アルバムリリース予定で、映像が出ているのを知らなかったが、ださラップで紹介した方がSNSでシェアしてくれて、見落とさずに済んだ。自分とは全く異なる属性で趣味も異なる人から、自分の好みど真ん中の映像をシェアしてもらえるのは、奇妙な感覚で面白い。たとえ思想が違っても、同じものを楽しめるのは音楽の良いところ。
さて本題。
Phew - Vertigo KO
このアルバムは、無意識のサウンドスケッチです。 閉鎖的で閉塞的な時期である2017年から2019年に、日本でレコーディングされました。 これは、世界観の提示ではなく、個人的な2010年代後半のドキュメンタリー音楽です。 このアルバムの隠されたメッセージは、「私たちが住んでいるのはなんて酷い世界でしょう、でも生き残りましょう。」です。
Phewさんの音楽を聴いて想像していた世界が、そのまま映像化されていて驚いた。同じ日本人だから、音からインスパイアされる映像が同じになるのか。それとも、Phewさんが情景を音で表現する能力が高いから、音という媒体で配布しても、音に落とし込んだ情景までが伝わるのか。

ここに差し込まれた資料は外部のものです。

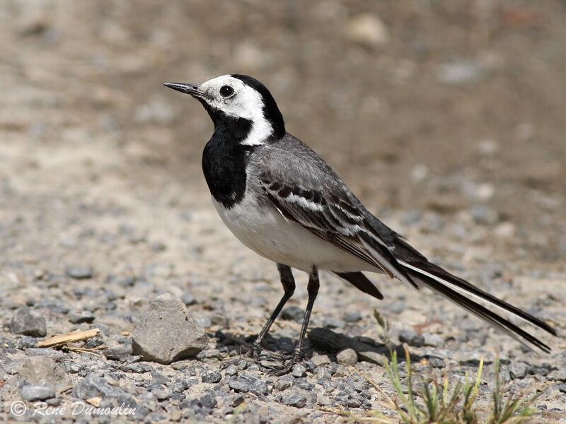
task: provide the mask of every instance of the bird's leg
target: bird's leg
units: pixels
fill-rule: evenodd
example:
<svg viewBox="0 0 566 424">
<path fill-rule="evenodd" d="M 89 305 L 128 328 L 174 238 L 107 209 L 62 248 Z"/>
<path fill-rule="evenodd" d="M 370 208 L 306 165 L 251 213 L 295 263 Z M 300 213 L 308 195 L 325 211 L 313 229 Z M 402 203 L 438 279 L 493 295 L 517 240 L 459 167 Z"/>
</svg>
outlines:
<svg viewBox="0 0 566 424">
<path fill-rule="evenodd" d="M 249 347 L 246 348 L 248 349 L 246 355 L 253 358 L 256 361 L 260 358 L 260 353 L 261 352 L 261 343 L 263 341 L 263 338 L 270 331 L 271 326 L 273 324 L 275 319 L 279 315 L 281 310 L 283 309 L 283 307 L 287 302 L 287 300 L 289 300 L 289 299 L 295 292 L 295 279 L 293 278 L 293 272 L 291 271 L 291 267 L 288 266 L 287 265 L 283 265 L 282 264 L 277 264 L 277 269 L 279 270 L 279 275 L 281 278 L 281 283 L 283 285 L 283 290 L 285 290 L 285 293 L 283 294 L 283 297 L 281 298 L 281 300 L 279 301 L 277 306 L 275 307 L 275 309 L 272 312 L 269 319 L 267 319 L 267 322 L 266 322 L 265 325 L 263 326 L 263 328 L 261 329 L 258 338 L 251 344 L 251 346 L 249 346 Z M 274 359 L 278 361 L 281 360 L 281 358 L 274 358 Z M 236 358 L 235 360 L 225 361 L 221 364 L 220 368 L 224 369 L 228 367 L 230 365 L 236 365 L 238 363 L 238 362 L 239 362 L 239 360 L 240 360 L 238 358 Z"/>
<path fill-rule="evenodd" d="M 320 283 L 318 281 L 318 270 L 316 266 L 313 266 L 313 270 L 308 276 L 308 285 L 306 286 L 306 291 L 308 293 L 308 301 L 306 303 L 306 310 L 305 310 L 305 317 L 303 319 L 303 325 L 301 327 L 301 334 L 299 336 L 299 343 L 293 352 L 293 356 L 285 368 L 277 372 L 279 375 L 287 374 L 291 372 L 293 366 L 301 360 L 303 356 L 303 344 L 306 334 L 306 329 L 308 328 L 308 321 L 311 319 L 311 311 L 313 310 L 313 305 L 314 300 L 316 299 L 316 295 L 318 294 L 318 288 Z"/>
<path fill-rule="evenodd" d="M 283 290 L 285 290 L 285 293 L 281 298 L 281 300 L 279 301 L 277 306 L 275 307 L 273 312 L 272 312 L 270 319 L 267 319 L 267 322 L 263 326 L 261 332 L 260 332 L 259 336 L 258 336 L 258 338 L 256 338 L 255 341 L 252 344 L 252 349 L 255 354 L 259 353 L 261 351 L 261 343 L 263 341 L 264 337 L 265 337 L 265 335 L 270 331 L 272 324 L 273 324 L 273 322 L 279 315 L 281 310 L 283 309 L 287 300 L 293 295 L 295 291 L 295 279 L 293 278 L 293 273 L 291 271 L 291 267 L 287 265 L 277 264 L 277 269 L 279 270 L 279 275 L 281 277 L 281 283 L 283 285 Z"/>
</svg>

薄汚れたビルの駐車場、扉の閉じた行き止まり、逆再生、レトロビルのタイル・掲示板のフォント・エスカレーター・ガラスブロック。好きなものばかりだ。ニュー新橋ビルとかかなと思ったら、一発で正解。昔、地下の牛カツ屋さんに1回行っただけで、上の階は行ったことないのに当ててしまった。シャッターが閉まっている細い路地を進むと、行き止まりのシーンも良いですね。頭バーの入り口を思い出す。「あれっ、行き止まり。」と一瞬戸惑う感覚。映像の女性は、Phewさんなんですかね。かっこいい。この曲だけを単体で聴くのは、自分には難しいかな。ただ、DJでこの曲を使うとしたら、DJの人はどうやって使うか、どんなミックスになるか、どんどん想像が膨らんで楽しい。

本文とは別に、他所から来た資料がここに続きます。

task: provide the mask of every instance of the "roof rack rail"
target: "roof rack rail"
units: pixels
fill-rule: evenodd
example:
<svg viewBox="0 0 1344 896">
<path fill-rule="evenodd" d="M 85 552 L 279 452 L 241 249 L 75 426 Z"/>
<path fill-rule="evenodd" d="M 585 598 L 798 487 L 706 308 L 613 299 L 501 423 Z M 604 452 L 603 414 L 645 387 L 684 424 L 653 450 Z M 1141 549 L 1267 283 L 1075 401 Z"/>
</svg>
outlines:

「ビルヂング」と名前のついた古いビル、陶芸品のようなタイル、レトロなフォント、「釦(ボタン)」など漢字表記の注意書き、接触式ではなく物理的に押し下げるエレベーター等のボタン、色褪せた赤いベルトのエスカレーター、模様ガラス、ガラスブロック等が大好きで、神戸に帰省する度に写真を撮り貯めている。例えば、三宮センタープラザには、注意して見ると古いものが多く残っていて、毎回足を運ぶ採集場所。写真に残しきれていないものがなくなってしまう前に、早く神戸に帰りたい。
インターネットは面白くて、自分も同じ道を散歩したら、絶対同じところに目が行く、絶対同じ写真を撮ると思える人を見つけることができる。ネットもSNSも、使いよう。